If you’re looking for ways to support this work, there are a few simple but meaningful things that make a real difference. Making introductions to potential sponsors or partners, especially to people you already know or work with, helps open doors that are otherwise hard for us to access. Introducing us to others in the industry, whether they’re creators, organizers, or people working behind the scenes, helps strengthen the network that this community relies on. Inviting us to events you’re organizing, whether to attend, participate, or simply be present, helps keep us connected to where podcasting is happening.
Much of what sustains this work comes from relationships and word of mouth, and those connections are often what make new opportunities possible.
Thank You
None of this work happens in isolation.
We are deeply grateful to sponsors like Shure, Web Hosting Canada, AmberMac Media, and others who supported the Canadian Podcast Awards, PodCamp Toronto, and our broader community work all year. Your support helps cover the costs and makes it possible to keep these projects accessible while maintaining their integrity.
Thank you to the jurors who dedicate time and care to listening closely and thoughtfully.
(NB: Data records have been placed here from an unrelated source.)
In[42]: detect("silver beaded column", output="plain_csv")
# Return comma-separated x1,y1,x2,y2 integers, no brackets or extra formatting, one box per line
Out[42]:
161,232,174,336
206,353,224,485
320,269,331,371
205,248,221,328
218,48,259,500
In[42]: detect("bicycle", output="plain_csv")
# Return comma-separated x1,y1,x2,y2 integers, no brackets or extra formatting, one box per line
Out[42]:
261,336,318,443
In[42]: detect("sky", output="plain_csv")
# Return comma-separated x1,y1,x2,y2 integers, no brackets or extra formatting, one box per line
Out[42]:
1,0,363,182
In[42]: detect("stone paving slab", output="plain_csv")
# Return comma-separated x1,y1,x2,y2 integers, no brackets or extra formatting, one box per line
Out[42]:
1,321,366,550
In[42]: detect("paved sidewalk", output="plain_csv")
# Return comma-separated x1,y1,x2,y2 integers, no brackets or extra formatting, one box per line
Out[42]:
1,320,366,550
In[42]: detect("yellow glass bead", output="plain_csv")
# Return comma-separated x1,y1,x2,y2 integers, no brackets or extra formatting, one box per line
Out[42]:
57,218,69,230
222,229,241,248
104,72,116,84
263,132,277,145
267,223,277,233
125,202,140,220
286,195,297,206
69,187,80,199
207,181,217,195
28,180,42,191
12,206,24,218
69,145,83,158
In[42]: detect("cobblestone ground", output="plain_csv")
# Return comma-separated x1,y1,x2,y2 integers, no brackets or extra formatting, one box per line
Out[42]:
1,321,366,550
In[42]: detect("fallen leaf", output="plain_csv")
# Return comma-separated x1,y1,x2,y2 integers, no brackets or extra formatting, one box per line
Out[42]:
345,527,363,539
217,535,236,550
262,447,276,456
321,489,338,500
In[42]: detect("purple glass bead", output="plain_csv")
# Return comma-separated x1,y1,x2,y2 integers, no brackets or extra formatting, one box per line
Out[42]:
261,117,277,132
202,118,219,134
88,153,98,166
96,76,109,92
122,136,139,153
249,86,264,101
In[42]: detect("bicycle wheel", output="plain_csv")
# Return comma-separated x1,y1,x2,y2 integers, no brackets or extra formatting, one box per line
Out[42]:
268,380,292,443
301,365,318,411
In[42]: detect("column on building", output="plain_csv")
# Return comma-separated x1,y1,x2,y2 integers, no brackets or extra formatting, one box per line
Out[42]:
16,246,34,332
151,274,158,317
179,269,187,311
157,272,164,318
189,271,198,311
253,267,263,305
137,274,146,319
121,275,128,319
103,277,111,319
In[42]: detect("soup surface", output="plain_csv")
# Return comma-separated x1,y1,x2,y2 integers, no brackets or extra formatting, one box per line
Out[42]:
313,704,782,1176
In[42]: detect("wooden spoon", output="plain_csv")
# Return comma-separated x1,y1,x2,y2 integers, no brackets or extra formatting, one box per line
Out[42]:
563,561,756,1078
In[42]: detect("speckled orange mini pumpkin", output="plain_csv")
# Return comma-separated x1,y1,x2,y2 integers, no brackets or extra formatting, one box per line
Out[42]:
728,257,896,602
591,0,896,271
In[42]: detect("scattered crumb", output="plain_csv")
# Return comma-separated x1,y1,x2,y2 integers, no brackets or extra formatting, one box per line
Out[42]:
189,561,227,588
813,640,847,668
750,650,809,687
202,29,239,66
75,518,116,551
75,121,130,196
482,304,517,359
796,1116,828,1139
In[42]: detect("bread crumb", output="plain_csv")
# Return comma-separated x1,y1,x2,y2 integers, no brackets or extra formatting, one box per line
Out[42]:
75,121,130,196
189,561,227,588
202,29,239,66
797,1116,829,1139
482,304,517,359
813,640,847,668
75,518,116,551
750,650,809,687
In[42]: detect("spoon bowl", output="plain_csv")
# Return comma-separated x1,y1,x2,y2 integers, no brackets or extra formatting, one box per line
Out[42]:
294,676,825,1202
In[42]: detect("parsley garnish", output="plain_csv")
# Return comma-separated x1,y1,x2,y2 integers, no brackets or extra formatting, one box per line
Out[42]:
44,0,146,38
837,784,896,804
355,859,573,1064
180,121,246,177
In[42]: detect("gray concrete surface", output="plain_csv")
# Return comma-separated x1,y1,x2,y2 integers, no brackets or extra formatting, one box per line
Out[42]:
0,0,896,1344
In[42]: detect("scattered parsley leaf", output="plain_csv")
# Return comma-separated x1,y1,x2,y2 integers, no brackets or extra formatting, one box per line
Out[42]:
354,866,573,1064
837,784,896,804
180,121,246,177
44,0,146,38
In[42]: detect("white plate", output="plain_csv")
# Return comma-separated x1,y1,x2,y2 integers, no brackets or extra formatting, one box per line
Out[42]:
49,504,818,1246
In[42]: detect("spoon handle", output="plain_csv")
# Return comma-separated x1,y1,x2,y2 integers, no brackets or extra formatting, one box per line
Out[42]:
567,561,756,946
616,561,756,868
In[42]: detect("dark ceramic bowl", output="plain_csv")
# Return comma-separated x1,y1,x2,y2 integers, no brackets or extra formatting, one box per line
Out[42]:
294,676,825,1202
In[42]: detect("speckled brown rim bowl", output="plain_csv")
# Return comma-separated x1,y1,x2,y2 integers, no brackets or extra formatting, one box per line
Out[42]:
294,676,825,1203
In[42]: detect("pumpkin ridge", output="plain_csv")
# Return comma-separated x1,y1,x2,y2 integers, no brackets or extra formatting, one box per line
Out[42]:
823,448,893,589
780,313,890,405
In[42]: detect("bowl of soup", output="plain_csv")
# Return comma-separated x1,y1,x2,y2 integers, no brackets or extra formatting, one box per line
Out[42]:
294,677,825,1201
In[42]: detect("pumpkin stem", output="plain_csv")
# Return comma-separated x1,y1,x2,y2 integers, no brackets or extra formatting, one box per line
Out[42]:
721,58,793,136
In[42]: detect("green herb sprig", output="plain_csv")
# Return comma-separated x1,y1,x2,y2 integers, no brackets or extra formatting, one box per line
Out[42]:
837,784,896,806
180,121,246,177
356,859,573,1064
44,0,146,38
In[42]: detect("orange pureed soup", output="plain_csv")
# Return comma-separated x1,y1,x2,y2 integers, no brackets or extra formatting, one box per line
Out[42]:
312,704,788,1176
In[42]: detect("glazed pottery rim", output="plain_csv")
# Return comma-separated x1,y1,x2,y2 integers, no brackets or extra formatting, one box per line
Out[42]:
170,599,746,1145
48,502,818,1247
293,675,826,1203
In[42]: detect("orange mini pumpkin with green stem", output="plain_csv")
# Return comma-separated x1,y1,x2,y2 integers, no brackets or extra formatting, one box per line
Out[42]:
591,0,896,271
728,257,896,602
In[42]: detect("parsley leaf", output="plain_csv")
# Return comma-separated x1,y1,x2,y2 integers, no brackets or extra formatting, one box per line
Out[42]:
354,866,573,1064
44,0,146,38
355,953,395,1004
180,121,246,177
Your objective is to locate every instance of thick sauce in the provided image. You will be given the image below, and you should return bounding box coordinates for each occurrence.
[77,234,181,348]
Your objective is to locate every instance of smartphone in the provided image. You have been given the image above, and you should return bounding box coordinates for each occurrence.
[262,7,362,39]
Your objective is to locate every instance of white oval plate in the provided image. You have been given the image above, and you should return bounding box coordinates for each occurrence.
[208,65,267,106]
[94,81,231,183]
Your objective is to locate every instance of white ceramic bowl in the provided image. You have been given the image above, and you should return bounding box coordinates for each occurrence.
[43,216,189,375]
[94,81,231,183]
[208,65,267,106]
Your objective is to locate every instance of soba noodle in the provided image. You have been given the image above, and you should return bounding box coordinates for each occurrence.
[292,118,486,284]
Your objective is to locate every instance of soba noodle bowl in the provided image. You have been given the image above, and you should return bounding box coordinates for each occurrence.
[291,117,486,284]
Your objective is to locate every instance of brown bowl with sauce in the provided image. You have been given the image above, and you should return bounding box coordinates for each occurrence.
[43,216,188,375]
Your attention and effort are essential to the Awards and to recognizing the range of work being created across the country.
We’re also grateful to the volunteers, collaborators, and partners who step in where they can, from helping shape programming, to offering space, to supporting events in ways both visible and unseen.
Thank you to venues and hosts who open their doors to community use, including Storm Crow and George Brown College, and to organizations that invite us into their spaces and conversations throughout the year.
Most of all, thank you to the podcasters themselves. To those who submit, nominate, vote, participate, and show up. The Canadian Podcast Awards and everything around them exist because you choose to take part, and we don’t take that lightly.